Wednesday, June 20, 2012

The EEOC Crackdown: Part One – Don’t Be Inflexible

According to a recent statement by an attorney for the EEOC, “[O]ne of the hottest areas of EEOC litigation right now involves the agency’s efforts to root out inflexible leave policies.” Although this statement is hardly news to anyone who closely follows EEOC enforcement efforts, it is a good reminder to employers that inflexible leave policies are an invitation to costly litigation. The type of inflexible leave policies the EEOC has challenged include no-fault attendance policies, policies that provide a maximum limit to the length of leave that may be available, and policies that require an employee to stay on leave until s/he can return to work with “no restrictions.”

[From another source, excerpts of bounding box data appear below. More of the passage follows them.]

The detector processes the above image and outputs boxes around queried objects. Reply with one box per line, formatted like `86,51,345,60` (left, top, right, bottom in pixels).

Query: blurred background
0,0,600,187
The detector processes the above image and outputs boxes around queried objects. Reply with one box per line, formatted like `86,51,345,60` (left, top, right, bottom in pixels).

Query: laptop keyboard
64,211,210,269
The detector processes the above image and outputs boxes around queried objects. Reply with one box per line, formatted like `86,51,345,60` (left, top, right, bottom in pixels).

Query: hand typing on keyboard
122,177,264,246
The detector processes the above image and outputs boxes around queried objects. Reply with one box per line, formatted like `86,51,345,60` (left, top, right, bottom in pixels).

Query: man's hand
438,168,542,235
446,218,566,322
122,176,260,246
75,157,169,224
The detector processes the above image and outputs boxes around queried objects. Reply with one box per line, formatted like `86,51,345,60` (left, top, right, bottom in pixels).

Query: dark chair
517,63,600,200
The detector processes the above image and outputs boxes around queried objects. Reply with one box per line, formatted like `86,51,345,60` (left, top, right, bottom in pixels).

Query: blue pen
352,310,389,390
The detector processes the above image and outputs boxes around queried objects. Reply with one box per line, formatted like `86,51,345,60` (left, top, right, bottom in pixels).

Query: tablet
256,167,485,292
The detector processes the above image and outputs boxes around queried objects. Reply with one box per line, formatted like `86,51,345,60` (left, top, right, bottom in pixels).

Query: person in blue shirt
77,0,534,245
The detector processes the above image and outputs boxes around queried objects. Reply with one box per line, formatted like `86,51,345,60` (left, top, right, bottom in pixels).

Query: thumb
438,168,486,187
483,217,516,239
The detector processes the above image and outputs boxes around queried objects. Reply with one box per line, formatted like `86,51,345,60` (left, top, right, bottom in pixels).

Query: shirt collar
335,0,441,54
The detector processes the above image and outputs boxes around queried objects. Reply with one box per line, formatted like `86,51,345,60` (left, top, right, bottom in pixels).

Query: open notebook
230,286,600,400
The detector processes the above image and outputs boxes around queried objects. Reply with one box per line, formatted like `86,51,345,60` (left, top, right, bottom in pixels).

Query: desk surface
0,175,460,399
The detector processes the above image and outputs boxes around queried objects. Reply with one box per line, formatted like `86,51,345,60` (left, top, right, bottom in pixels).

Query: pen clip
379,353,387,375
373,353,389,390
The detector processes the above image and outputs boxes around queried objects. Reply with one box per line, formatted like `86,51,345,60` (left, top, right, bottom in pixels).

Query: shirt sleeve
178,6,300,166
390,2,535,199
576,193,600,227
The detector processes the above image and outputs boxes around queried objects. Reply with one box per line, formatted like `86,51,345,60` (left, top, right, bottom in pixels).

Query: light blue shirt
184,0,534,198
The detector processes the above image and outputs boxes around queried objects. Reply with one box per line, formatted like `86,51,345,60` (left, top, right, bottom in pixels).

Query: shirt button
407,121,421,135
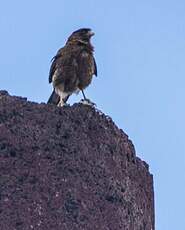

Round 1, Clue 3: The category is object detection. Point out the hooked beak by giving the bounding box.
[88,30,95,37]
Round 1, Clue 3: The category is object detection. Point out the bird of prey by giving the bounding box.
[48,28,97,106]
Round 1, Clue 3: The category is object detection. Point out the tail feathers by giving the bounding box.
[47,90,60,105]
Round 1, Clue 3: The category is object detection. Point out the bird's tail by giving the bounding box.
[47,90,60,105]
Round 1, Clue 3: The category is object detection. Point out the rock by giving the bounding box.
[0,91,154,230]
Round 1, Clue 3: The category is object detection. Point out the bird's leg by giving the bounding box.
[81,89,88,101]
[58,95,70,107]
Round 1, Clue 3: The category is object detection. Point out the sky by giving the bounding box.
[0,0,185,230]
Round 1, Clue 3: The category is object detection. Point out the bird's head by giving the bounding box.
[68,28,94,44]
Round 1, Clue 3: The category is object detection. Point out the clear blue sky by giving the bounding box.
[0,0,185,230]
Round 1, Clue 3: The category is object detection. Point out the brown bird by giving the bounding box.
[48,28,97,106]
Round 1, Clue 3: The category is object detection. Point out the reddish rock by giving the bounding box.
[0,91,154,230]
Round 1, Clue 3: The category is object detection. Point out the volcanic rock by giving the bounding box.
[0,91,154,230]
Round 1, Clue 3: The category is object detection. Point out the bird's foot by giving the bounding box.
[80,98,96,107]
[57,101,70,107]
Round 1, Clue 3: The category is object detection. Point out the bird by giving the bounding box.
[47,28,97,106]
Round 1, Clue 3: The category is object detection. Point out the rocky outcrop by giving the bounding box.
[0,91,154,230]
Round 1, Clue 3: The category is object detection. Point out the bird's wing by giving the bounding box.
[93,57,98,77]
[49,54,60,83]
[49,46,80,92]
[77,49,97,81]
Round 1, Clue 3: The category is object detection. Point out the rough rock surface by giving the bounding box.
[0,91,154,230]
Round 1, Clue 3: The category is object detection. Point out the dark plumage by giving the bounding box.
[48,28,97,106]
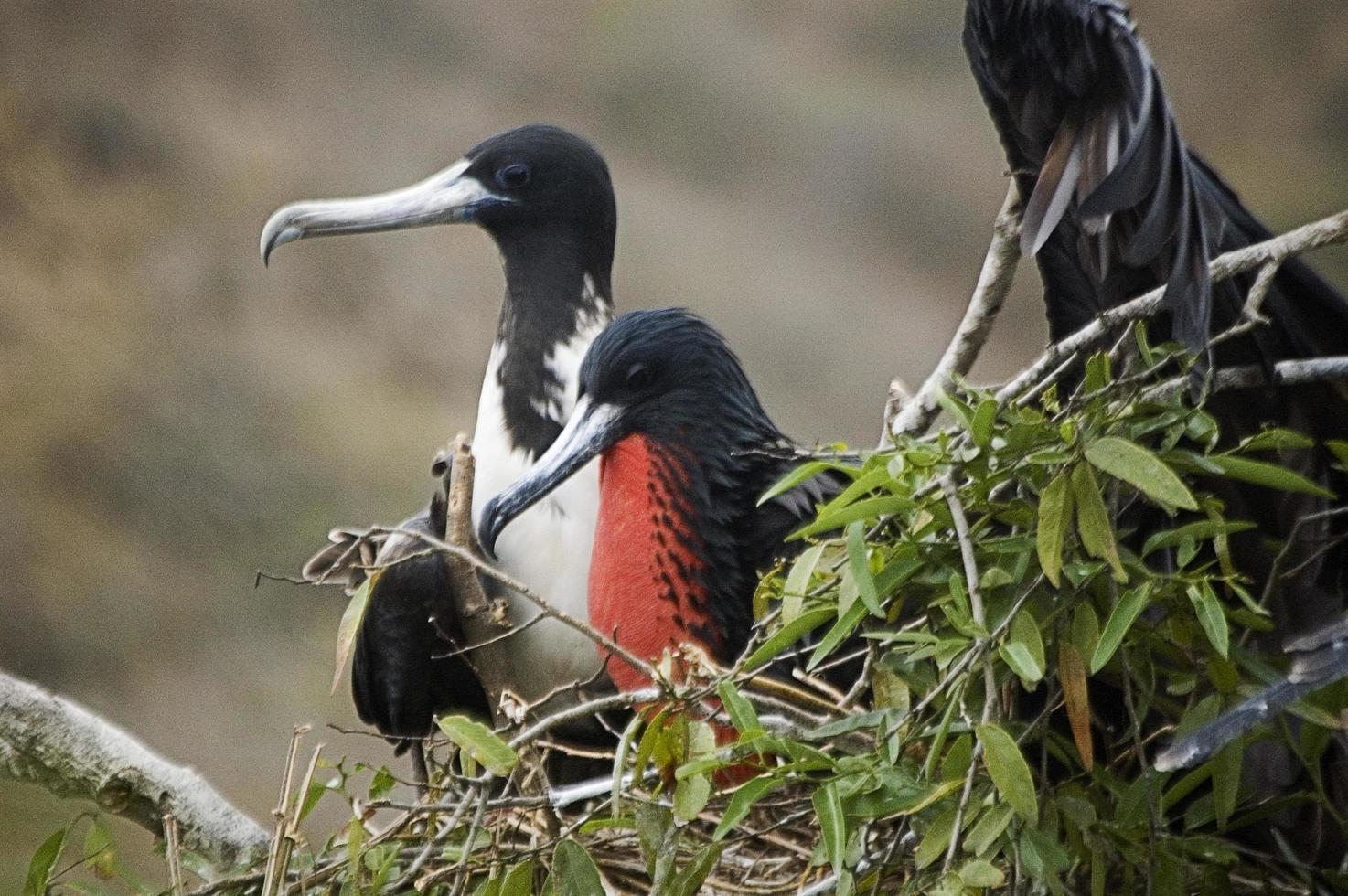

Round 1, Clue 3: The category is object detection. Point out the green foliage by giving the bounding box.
[29,347,1345,896]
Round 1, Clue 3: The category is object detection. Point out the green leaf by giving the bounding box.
[1035,473,1072,588]
[500,859,534,896]
[1235,426,1316,452]
[1072,464,1129,582]
[1212,740,1246,828]
[744,606,834,669]
[608,713,643,819]
[551,838,604,896]
[913,805,958,868]
[1141,520,1255,557]
[1090,582,1151,675]
[757,461,857,507]
[1188,581,1231,659]
[716,677,763,734]
[964,803,1011,856]
[660,844,722,896]
[332,570,383,694]
[711,774,783,841]
[782,544,824,625]
[959,859,1007,888]
[674,774,711,822]
[847,521,884,617]
[1208,454,1334,497]
[369,765,398,799]
[83,816,117,880]
[969,398,998,447]
[975,725,1039,825]
[1086,435,1198,511]
[23,827,70,896]
[811,782,847,871]
[787,495,913,539]
[435,716,519,777]
[998,611,1044,683]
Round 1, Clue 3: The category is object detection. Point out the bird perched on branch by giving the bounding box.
[260,124,617,737]
[964,0,1348,636]
[964,0,1348,853]
[478,310,839,691]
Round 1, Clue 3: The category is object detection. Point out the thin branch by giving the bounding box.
[998,206,1348,403]
[0,674,267,868]
[1141,355,1348,400]
[881,180,1021,449]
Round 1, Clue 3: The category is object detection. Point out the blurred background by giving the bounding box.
[0,0,1348,878]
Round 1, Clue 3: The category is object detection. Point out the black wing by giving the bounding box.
[305,493,491,740]
[964,0,1348,361]
[1155,618,1348,772]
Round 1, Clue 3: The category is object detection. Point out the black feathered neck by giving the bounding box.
[581,310,808,662]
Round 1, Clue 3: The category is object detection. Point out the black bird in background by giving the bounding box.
[964,0,1348,636]
[260,124,617,770]
[304,475,491,784]
[478,310,841,690]
[964,0,1348,850]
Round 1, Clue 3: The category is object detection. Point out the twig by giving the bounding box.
[996,206,1348,403]
[165,813,185,896]
[0,674,267,868]
[1141,355,1348,400]
[941,475,1010,871]
[262,725,308,896]
[881,180,1021,450]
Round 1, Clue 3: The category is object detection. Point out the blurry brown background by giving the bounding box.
[0,0,1348,878]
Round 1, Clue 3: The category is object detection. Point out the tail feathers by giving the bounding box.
[1155,618,1348,772]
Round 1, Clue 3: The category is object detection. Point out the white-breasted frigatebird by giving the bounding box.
[478,310,840,690]
[260,124,617,737]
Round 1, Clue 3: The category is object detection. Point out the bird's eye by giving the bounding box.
[626,364,655,389]
[496,163,530,190]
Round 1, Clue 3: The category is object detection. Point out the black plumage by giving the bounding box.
[964,0,1348,636]
[478,310,842,673]
[964,0,1348,856]
[304,482,491,771]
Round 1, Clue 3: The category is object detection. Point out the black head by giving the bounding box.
[260,124,617,279]
[478,308,785,554]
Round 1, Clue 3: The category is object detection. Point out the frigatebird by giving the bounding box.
[964,0,1348,851]
[964,0,1348,637]
[1155,617,1348,772]
[478,308,840,691]
[302,477,491,784]
[260,124,617,737]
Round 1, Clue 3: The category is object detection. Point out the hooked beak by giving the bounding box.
[259,159,511,264]
[477,396,623,560]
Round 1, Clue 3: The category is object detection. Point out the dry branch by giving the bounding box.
[881,180,1021,439]
[0,674,268,868]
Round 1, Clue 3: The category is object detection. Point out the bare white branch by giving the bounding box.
[881,180,1021,449]
[0,674,268,868]
[998,206,1348,403]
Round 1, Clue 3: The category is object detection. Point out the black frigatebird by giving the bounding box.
[964,0,1348,851]
[1155,617,1348,772]
[302,479,491,784]
[964,0,1348,637]
[478,310,839,690]
[260,124,617,737]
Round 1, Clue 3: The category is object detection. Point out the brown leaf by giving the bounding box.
[1058,641,1095,772]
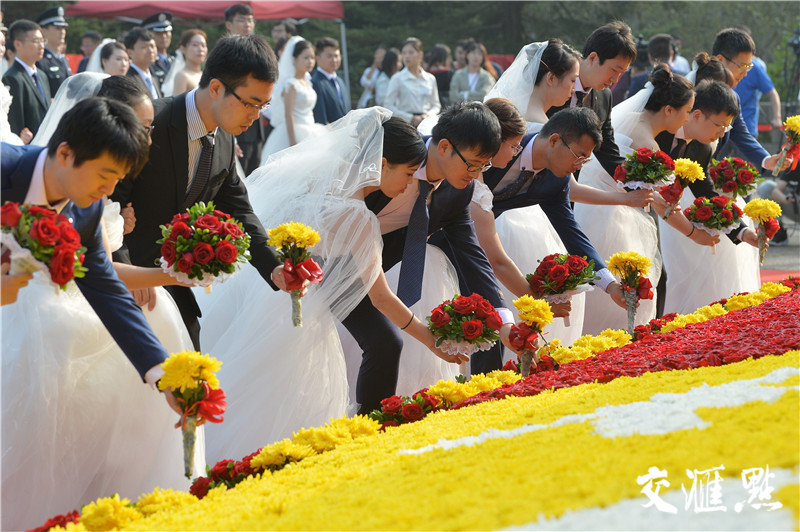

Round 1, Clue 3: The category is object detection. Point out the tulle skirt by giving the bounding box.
[495,205,586,350]
[2,273,200,530]
[659,188,761,314]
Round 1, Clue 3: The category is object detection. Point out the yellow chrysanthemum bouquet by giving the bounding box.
[772,115,800,176]
[744,198,781,264]
[608,251,653,335]
[158,351,228,479]
[267,222,322,327]
[660,159,706,220]
[508,296,553,377]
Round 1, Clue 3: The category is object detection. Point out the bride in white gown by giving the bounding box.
[198,107,466,461]
[2,73,205,530]
[575,65,718,334]
[261,36,324,166]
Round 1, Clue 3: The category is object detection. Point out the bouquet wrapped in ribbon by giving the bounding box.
[267,222,322,327]
[425,294,503,355]
[508,296,553,377]
[158,202,250,290]
[158,351,228,479]
[614,148,675,200]
[772,115,800,176]
[708,157,762,199]
[683,196,744,254]
[525,253,600,327]
[744,198,781,264]
[0,201,87,290]
[608,251,653,336]
[660,159,706,220]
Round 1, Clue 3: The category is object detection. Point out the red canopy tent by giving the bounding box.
[66,0,350,97]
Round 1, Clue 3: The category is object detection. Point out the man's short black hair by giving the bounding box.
[539,107,603,147]
[225,4,253,22]
[431,101,501,158]
[125,26,156,50]
[198,33,278,92]
[692,79,739,118]
[6,18,42,53]
[47,97,149,181]
[583,20,636,65]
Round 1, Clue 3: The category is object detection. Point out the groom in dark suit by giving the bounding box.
[342,102,513,414]
[112,34,296,350]
[547,21,636,179]
[311,37,350,124]
[3,19,50,135]
[0,98,174,404]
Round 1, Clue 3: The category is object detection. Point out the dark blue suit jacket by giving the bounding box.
[483,129,606,270]
[0,143,168,378]
[714,93,769,172]
[311,69,347,124]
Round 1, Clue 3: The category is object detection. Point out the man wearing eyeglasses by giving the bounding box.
[3,19,50,137]
[112,34,300,350]
[711,28,792,172]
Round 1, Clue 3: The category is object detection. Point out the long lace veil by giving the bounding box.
[31,72,108,146]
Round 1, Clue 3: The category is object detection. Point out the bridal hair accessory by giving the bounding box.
[0,201,88,290]
[608,251,653,336]
[267,222,322,327]
[744,198,781,264]
[158,351,228,479]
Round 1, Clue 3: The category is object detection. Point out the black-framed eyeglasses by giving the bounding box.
[703,113,733,133]
[216,78,270,113]
[561,139,592,166]
[722,55,753,72]
[445,139,492,173]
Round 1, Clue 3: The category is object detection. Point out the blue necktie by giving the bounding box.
[31,72,47,104]
[397,180,433,307]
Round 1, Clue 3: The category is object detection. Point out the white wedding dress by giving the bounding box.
[198,107,390,463]
[659,188,761,314]
[2,203,205,530]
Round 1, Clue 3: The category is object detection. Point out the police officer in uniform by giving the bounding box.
[36,6,72,97]
[142,11,175,85]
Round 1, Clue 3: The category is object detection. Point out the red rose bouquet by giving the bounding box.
[614,148,675,210]
[708,157,762,199]
[0,201,88,290]
[369,388,440,429]
[744,198,781,264]
[683,196,744,253]
[158,202,250,287]
[608,251,653,336]
[508,296,553,377]
[425,294,503,355]
[267,222,322,327]
[525,253,600,327]
[158,351,228,479]
[772,115,800,176]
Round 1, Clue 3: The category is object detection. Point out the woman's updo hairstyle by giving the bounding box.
[533,39,582,85]
[644,63,694,111]
[694,52,734,87]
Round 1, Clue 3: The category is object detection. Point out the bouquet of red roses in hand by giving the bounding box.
[508,296,553,377]
[683,196,744,253]
[425,294,503,355]
[708,157,763,199]
[267,222,322,327]
[0,201,88,290]
[158,201,250,287]
[525,253,600,327]
[158,351,228,479]
[608,251,653,336]
[614,148,675,195]
[369,388,439,429]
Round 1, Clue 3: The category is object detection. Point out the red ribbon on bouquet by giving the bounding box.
[283,259,322,290]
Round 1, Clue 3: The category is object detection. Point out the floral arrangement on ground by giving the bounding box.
[31,281,800,530]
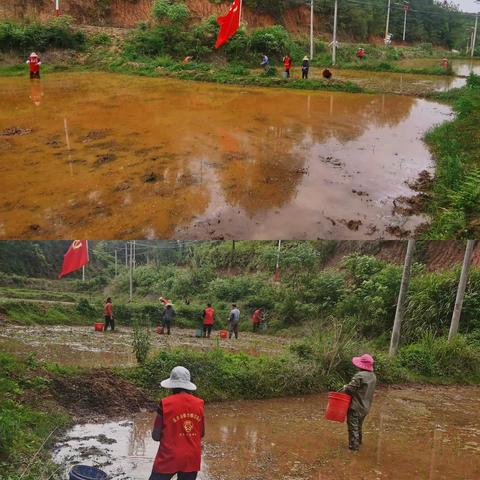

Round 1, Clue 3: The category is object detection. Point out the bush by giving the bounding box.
[0,17,86,54]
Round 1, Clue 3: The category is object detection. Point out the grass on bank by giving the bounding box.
[424,73,480,240]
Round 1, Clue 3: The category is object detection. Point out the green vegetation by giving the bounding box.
[0,16,85,55]
[0,353,69,480]
[425,74,480,239]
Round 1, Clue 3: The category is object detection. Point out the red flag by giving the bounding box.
[58,240,89,278]
[215,0,242,48]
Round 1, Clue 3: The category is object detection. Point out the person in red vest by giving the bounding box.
[27,52,42,79]
[252,308,263,332]
[203,303,215,338]
[149,366,205,480]
[357,47,365,61]
[103,297,115,332]
[283,53,292,78]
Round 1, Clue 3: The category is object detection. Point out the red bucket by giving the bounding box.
[220,330,228,338]
[325,392,352,422]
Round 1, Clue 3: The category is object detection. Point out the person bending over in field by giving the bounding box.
[340,353,377,451]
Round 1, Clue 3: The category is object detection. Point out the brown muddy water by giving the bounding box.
[0,324,290,367]
[52,386,480,480]
[0,73,451,239]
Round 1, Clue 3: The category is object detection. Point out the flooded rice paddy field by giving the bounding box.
[53,386,480,480]
[0,73,451,239]
[396,58,480,77]
[0,324,289,367]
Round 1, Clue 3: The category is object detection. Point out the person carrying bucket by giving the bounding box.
[283,53,292,78]
[340,353,377,451]
[162,303,177,335]
[149,366,205,480]
[27,52,42,80]
[228,303,240,338]
[103,297,115,332]
[203,303,215,338]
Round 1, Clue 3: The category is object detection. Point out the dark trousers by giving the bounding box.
[203,325,212,338]
[162,320,172,335]
[347,410,366,450]
[228,322,238,338]
[149,472,198,480]
[104,315,115,332]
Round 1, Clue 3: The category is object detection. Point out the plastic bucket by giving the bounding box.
[325,392,352,422]
[69,465,108,480]
[220,330,228,338]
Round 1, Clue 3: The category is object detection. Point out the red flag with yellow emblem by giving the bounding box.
[215,0,242,48]
[58,240,89,278]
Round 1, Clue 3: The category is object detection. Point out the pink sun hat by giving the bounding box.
[352,353,375,372]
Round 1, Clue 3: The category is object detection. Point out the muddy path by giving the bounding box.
[53,386,480,480]
[0,324,290,367]
[0,73,451,239]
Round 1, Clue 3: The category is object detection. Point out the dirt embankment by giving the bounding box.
[0,0,320,34]
[327,240,480,272]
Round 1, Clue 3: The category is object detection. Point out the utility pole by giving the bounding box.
[310,0,313,61]
[403,2,410,41]
[388,240,415,357]
[385,0,391,45]
[470,13,478,58]
[332,0,338,66]
[128,242,133,301]
[448,240,475,340]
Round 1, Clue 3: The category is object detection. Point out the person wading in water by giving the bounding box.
[340,353,377,451]
[149,366,205,480]
[203,303,215,338]
[103,297,115,332]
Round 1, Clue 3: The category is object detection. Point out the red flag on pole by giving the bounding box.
[215,0,242,48]
[58,240,89,278]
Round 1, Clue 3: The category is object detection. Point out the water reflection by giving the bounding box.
[54,386,480,480]
[0,74,449,238]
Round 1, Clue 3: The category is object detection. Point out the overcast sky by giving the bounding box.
[454,0,480,13]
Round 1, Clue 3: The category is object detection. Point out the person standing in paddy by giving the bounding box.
[340,353,377,451]
[149,366,205,480]
[27,52,42,79]
[203,303,215,338]
[103,297,115,332]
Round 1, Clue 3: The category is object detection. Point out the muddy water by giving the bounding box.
[0,73,450,239]
[0,325,289,367]
[333,69,466,95]
[397,58,480,76]
[53,387,480,480]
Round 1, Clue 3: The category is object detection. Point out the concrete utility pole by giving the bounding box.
[388,240,415,356]
[385,0,391,45]
[448,240,475,340]
[128,242,133,301]
[310,0,313,60]
[403,2,410,41]
[470,13,478,58]
[332,0,338,66]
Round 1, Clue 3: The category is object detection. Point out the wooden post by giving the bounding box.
[448,240,475,340]
[388,240,415,356]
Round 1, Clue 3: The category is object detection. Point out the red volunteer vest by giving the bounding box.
[203,307,215,325]
[153,393,204,473]
[28,57,40,73]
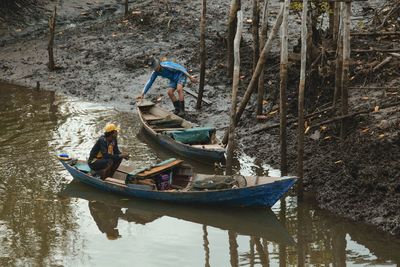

EEOC Regional Attorney John Hendrickson made the statement above following a recent order by a federal judge approving a consent decree entered into between the EEOC and a Minnesota employer. In that case, the employer had a policy that required employees who took a medical leave of absence to return to work with no restrictions unless the injury or condition giving rise to the leave was related to an on-the-job injury. The EEOC alleged that this “no restrictions” policy violated the ADA because employers have a duty to explore whether a disabled employee with restrictions could return to work with or without a reasonable accommodation. After the EEOC charge was brought, the employer wisely dropped its “no restrictions policy,” and as part of the consent decree, the employer agreed to fully compensate two former employees who were terminated because they could not return to work without restrictions. While the total monetary value of this settlement was relatively low ($30,912), in other cases, companies have paid significant amounts to settle EEOC claims related to inflexible leave policies. For example, in 2011, Supervalu Inc. agreed to pay $3.2 million to settle ADA claims related to its inflexible leave policies, and in 2009, Sears Roebuck agreed to pay $6.2 million to settle similar claims. Likewise, in 2011, Verizon agreed to pay $20 million to settle ADA claims related to its no-fault attendance policy.

While the issue of inflexible leave policies is not new, the EEOC’s recent statement about its enforcement efforts in this area is a good reminder that this issue is not going away.